Nadeau didn’t always feel comfortable in her own skin. She shared stories about being “too fat for Limited Too” as a seventh grader. When approached for the campaign, Nadeau wondered how anyone could ever see her as a model. According to a statistic from a Dove survey, only 2 percent of women consider themselves beautiful. Nadeau wants to change this. She told the audience that there is a difference between a healthy ideal and a thin ideal. She encouraged students to “be your own very best self.”
Nadeau’s advice for helping others to accept their bodies was to “change your conversation with your friends and yourself.” She encouraged students to change negative thoughts to positive ones.
“Confidence and happiness are what people are attracted to,” she said.
Kristen Tice, USC’s campus dietician, organized Tuesday’s event and decided to invite Nadeau to campus after representatives from other universities brought up the model’s name at a meeting she attended.

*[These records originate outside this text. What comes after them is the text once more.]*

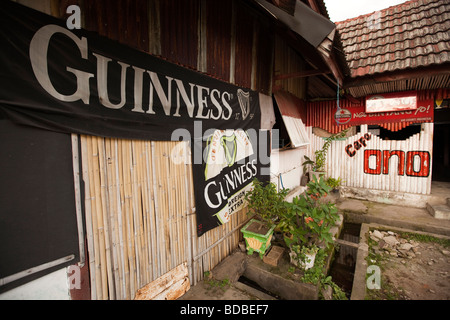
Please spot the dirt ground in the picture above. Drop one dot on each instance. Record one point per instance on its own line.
(420, 273)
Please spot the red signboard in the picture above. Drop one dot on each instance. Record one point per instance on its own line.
(357, 115)
(391, 102)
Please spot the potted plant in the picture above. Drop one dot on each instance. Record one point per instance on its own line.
(307, 222)
(266, 204)
(334, 184)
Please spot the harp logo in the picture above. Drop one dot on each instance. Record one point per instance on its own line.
(244, 102)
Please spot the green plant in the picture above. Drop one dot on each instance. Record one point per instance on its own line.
(318, 165)
(316, 276)
(266, 202)
(307, 220)
(333, 183)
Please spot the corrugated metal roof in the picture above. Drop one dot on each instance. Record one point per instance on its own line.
(410, 35)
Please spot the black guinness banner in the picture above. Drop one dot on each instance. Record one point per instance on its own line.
(79, 82)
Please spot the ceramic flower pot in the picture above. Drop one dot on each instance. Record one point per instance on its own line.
(257, 237)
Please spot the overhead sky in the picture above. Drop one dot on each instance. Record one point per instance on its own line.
(340, 10)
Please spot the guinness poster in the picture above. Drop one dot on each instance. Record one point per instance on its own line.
(75, 81)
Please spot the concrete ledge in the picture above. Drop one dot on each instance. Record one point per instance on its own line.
(439, 211)
(285, 288)
(390, 197)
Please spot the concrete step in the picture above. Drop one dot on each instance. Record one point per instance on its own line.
(439, 211)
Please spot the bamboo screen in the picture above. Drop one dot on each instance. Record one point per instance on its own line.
(140, 216)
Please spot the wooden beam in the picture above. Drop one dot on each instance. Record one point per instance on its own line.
(301, 74)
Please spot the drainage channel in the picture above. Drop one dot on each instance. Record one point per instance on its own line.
(252, 284)
(342, 269)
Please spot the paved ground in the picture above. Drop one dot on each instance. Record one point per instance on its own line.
(360, 211)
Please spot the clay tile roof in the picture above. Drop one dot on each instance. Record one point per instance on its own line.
(409, 35)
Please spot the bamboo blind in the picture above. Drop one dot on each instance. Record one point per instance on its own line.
(140, 216)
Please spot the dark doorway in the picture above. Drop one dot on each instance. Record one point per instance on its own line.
(441, 152)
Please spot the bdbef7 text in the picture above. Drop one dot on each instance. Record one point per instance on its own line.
(253, 309)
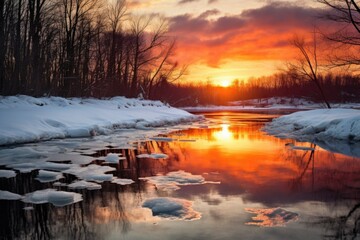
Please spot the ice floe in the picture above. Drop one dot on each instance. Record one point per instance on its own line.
(172, 180)
(84, 185)
(172, 208)
(322, 124)
(6, 195)
(57, 198)
(7, 173)
(122, 181)
(112, 158)
(337, 130)
(153, 156)
(28, 119)
(92, 173)
(271, 217)
(48, 176)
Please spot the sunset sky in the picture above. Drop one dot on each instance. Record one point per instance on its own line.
(223, 40)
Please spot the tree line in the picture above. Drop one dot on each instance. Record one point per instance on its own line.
(337, 87)
(82, 48)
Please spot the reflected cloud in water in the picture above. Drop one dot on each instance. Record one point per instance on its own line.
(256, 172)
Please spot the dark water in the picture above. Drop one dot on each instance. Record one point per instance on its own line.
(235, 183)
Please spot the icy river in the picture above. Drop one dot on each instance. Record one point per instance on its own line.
(223, 178)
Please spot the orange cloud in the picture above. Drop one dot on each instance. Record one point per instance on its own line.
(256, 34)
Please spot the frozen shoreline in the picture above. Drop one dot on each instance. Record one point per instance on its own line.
(337, 130)
(27, 119)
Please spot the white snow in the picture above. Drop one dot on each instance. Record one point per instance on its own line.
(6, 195)
(84, 185)
(57, 198)
(92, 172)
(48, 176)
(321, 124)
(7, 173)
(271, 217)
(172, 208)
(27, 119)
(122, 181)
(172, 180)
(274, 103)
(112, 158)
(153, 156)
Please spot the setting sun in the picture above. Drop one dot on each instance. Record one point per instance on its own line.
(225, 83)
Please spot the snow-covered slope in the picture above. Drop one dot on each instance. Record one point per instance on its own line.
(320, 124)
(269, 105)
(337, 130)
(27, 119)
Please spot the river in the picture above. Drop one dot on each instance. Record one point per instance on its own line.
(221, 179)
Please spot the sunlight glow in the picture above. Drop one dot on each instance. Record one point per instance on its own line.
(225, 134)
(225, 83)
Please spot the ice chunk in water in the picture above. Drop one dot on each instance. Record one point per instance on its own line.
(112, 158)
(122, 181)
(57, 198)
(84, 185)
(92, 172)
(48, 176)
(271, 217)
(153, 156)
(7, 173)
(172, 208)
(172, 180)
(6, 195)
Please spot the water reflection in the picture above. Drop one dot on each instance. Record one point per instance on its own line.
(255, 171)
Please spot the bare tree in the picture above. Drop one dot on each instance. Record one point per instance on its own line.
(307, 65)
(346, 15)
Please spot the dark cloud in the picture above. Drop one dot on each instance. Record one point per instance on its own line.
(209, 13)
(254, 34)
(187, 1)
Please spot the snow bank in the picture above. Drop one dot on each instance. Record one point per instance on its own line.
(92, 172)
(48, 176)
(172, 208)
(268, 104)
(153, 156)
(84, 185)
(7, 173)
(271, 217)
(173, 180)
(321, 124)
(6, 195)
(57, 198)
(27, 119)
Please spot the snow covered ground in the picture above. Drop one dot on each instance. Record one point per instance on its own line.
(27, 119)
(333, 129)
(269, 104)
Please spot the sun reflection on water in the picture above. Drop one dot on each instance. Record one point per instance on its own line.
(224, 134)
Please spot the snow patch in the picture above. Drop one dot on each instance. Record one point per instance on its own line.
(153, 156)
(122, 181)
(27, 119)
(48, 176)
(112, 158)
(323, 127)
(57, 198)
(172, 180)
(6, 195)
(271, 217)
(7, 173)
(84, 185)
(172, 208)
(92, 172)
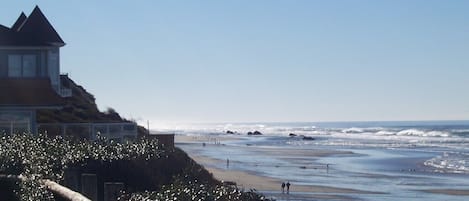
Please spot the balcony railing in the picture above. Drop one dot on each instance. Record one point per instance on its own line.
(65, 92)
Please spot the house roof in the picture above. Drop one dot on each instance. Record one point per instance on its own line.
(33, 92)
(34, 30)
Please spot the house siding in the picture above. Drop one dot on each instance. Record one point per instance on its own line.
(41, 61)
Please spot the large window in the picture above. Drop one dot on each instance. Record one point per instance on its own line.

“I thought it was a great idea,” Tice said.
Cassie Jenisek, a first-year broadcast journalism student, attended Nadeau’s talk because she wrote an English paper comparing advertisements and used the Dove ad as one of her examples.
“I wanted to meet the lady I wrote about,” Jenisek said.
Crystal Davis, a second-year elementary education student, came to the event because she thought Nadeau’s message was an important one for students at USC to hear.
“A lot of people don’t understand what people go through every day,” Davis said. “We all need to accept ourselves.”